A study on global metals recycling identified feedstock reliability, technology limitations and product design choices as barriers to increasing recycled metal usage.
FREMONT, CA: Many executives in the mining and metals sector believe that "green" metal, particularly recycled metal, will receive more attention in the years to come, according to a 2022 Mining and Metals poll from the international law firm White & Case. Despite its early stage of development, research indicates that industry actors have started to capitalize on the potential. According to the analysis, metal refining and processing is one of the most significant global sources of greenhouse gas emissions. The aluminium and steel industries are estimated to be responsible for two per cent and seven per cent of worldwide CO2 emissions, respectively. Smelting scrap metal for recycling uses substantially less energy and produces significantly fewer emissions, and domestic recycling has recently become more appealing due to global supply chain problems. According to the report, about 20 per cent of world metal output is currently recycled. More items will need to be created for easier metal extraction to have a consistent worldwide feedstock.
Despite the narrative of moving toward a circular economy, increased industrialization and rising living standards imply that scrap feedstock alone will not be enough to meet all of the world's demand for metals, according to the paper. The analysis concluded that even though green metal is appealing, there are still obstacles. Although smelting metal from scrap uses less energy than virgin metal, it nevertheless consumes a significant amount of energy, according to the report. Coal or natural gas is frequently used to generate this energy. Even switching to electricity, which does not create greenhouse emissions at the source, can be unsustainable. While the trend toward electrification is expanding and green energy sources are advancing, the majority of power available on the grid in most nations remains to be sourced from fossil fuels.

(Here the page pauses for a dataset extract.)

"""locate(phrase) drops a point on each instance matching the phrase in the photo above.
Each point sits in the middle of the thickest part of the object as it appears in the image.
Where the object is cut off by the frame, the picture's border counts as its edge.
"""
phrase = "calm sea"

Breaking down items and recovering scrap metal can be labour-intensive, which has traditionally been a driver for garbage from industrialised countries being sent to less industrialised countries for sorting and processing. Scrap metals are often gathered from waste dumps by hand, and in some cases by child labour, in less industrialised countries, according to the research. The process of sorting scrap can also be dangerous and damaging to the environment, with toxic compounds seeping into the ground if it is not adequately handled and monitored. Governments will play a crucial role in eliminating barriers through laws and legislation and could give economic incentives, enforce minimum recovery standards, or provide financial support for recycling initiatives.
The Royal Society of Chemistry is promoting a public awareness campaign about the dangers of crucial minerals used in electronics running out this century, as well as the importance of recycling. A study of worldwide perspectives on electronics recycling, split down by nation, and profiles of high-risk metals such as nickel, lithium, cobalt, aluminium, and tantalum are part of the outreach campaign. According to the poll, 56.6 per cent of people worldwide believe that producers should be responsible for recycling. A total of 10,000 participants from ten nations took part in the online survey. According to the research conducted by the Royal Society of Chemistry, 60 per cent of participants stated they would move to a competitor of their favoured technology brand if the rival's product was created sustainably.